Se souvenir du futur

Comme Hochéa Meintzel dans Premières neiges sur Pondichéry, nos rêves de paix et de tolérance sont aujourd’hui rattrapés par l’horreur du terrorisme. Au risque de nous isoler dans le deuil et la désillusion. Pour retrouver espoir, Hubert Haddad nous invite à retrouver la puissance des légendes et des récits communs.


Hubert Haddad, Premières neiges sur Pondichéry, Zulma, 192 p, 17,50 €


« L’apprentissage de l’oubli commence dans les rêves ». L’oubli des atrocités commises contre son peuple, le violoniste Hochéa Meintzel l’a cherché, comme beaucoup, en Israël, terre où se mêlent les cultures et les religions. Mais le rêve, l’utopie, se sont interrompus brutalement, ou plutôt, ils se sont mués en rêverie nostalgique. Nous découvrons en effet l’artiste amer et brisé, hanté par un attentat perpétré lors d’un de ses concerts à Jérusalem. Le drame n’est pas seulement personnel, il signe aussi la faillite d’un symbole, d’un espoir de paix entre les peuples.

Hubert Haddad premières neiges sur Pondichéry

Hubert Haddad © Nemo Perier-Stefanovitch

Invité pour un festival de musique carnatique en Inde, Hochéa quitte Jérusalem plein de lassitude, rejetant l’illusion à laquelle il a cru jusqu’ici. Accueilli par sa guide, la musicienne Mutuswami, il se lance avec elle dans un voyage de Chennai à Pondichéry, puis jusqu’à la côte Malabar. C’est en se perdant dans ses rêves qu’il cherche à nouveau l’oubli. L’écriture est dense, chargée de sensations qui empêchent parfois de distinguer clairement où l’on est et ce que l’on voit. Elle est à l’image de cette « neige de Pondichéry », inattendue et poétique, mais aussi déroutante, composée d’autres matières que de l’eau. Toute la fatigue de Hochéa est rendue dans cet accueil des sensations diurnes, qui s’enchaînent et se mélangent à celles des rêves et des souvenirs, sans réellement trouver de sens.

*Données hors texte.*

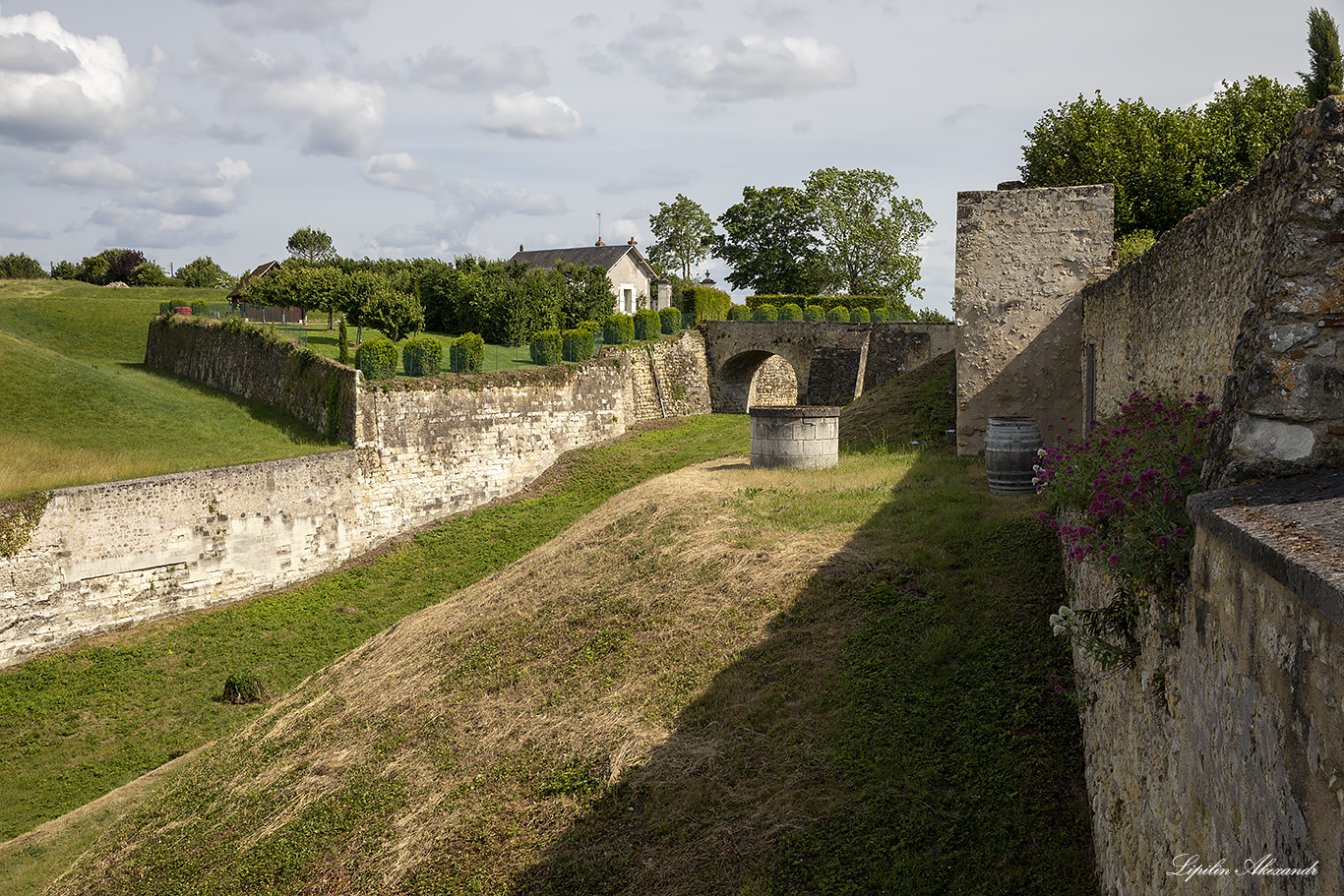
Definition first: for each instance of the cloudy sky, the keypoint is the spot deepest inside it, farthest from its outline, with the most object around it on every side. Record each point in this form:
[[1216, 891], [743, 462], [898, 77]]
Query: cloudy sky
[[406, 128]]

Cette perte de soi est contrebalancée par un très bel art du récit, emmené par les fidèles de la synagogue bleue de Kochi. Alors que Hochéa se pensait en exil loin de Jérusalem, la foi se rappelle à lui par l’intermédiaire de cette petite enclave dans la côte Malabar. Par une nuit de grande tempête, il est interpelé par les fidèles de la synagogue Pardesi : ils ne sont plus que neuf depuis la mort de l’un d’eux et ne peuvent réciter le kaddish. En échange de son aide, ils entreprennent de lui raconter l’histoire des juifs de Kochi. Il ne nous semblait entendre, depuis le début du roman, que des sons discordants, des pensées fugaces, qui se perdaient au loin. Au contraire, l’histoire des fidèles donne une sorte de colonne vertébrale à ces sensations éparses, qui tourbillonnent comme le cyclone autour de la synagogue. Si cette narration peut sembler très ésotérique au premier abord, elle ranime en nous, comme en Hochéa, l’appétence pour le légendaire qui, par le biais de récits communs, donne sens à nos existences individuelles.

Hubert Haddad premières neiges sur Pondichéry

La Synagogue de Mala, la plus ancienne d’Inde, dans le district de Kerala

L’épigraphe du roman invitait à écrire « le chant joyeux de la guérison, le chant précieux de la délivrance » : « et de ton futur ainsi tu te souviendras ». Il s’agit pour Hochéa ne plus se réfugier dans les rêves ou dans l’oubli, mais de se souvenir de son futur. Il lui faut l’apercevoir à travers les légendes d’antan, peut-on supposer. Cette question est d’une actualité extrême, car à l’heure de la multiplication des attentats en Europe et ailleurs, et de la défiance généralisée vis-à-vis des idéaux communautaires européens, les rêves – et les institutions – perdent leur vernis scintillant. La réalité peut être décevante, mais Hubert Haddad nous montre que les récits et utopies qui nous unissent ont toujours le pouvoir de briser l’isolement dans lequel les meurtriers veulent nous enfermer, pour nous faire espérer des lendemains meilleurs.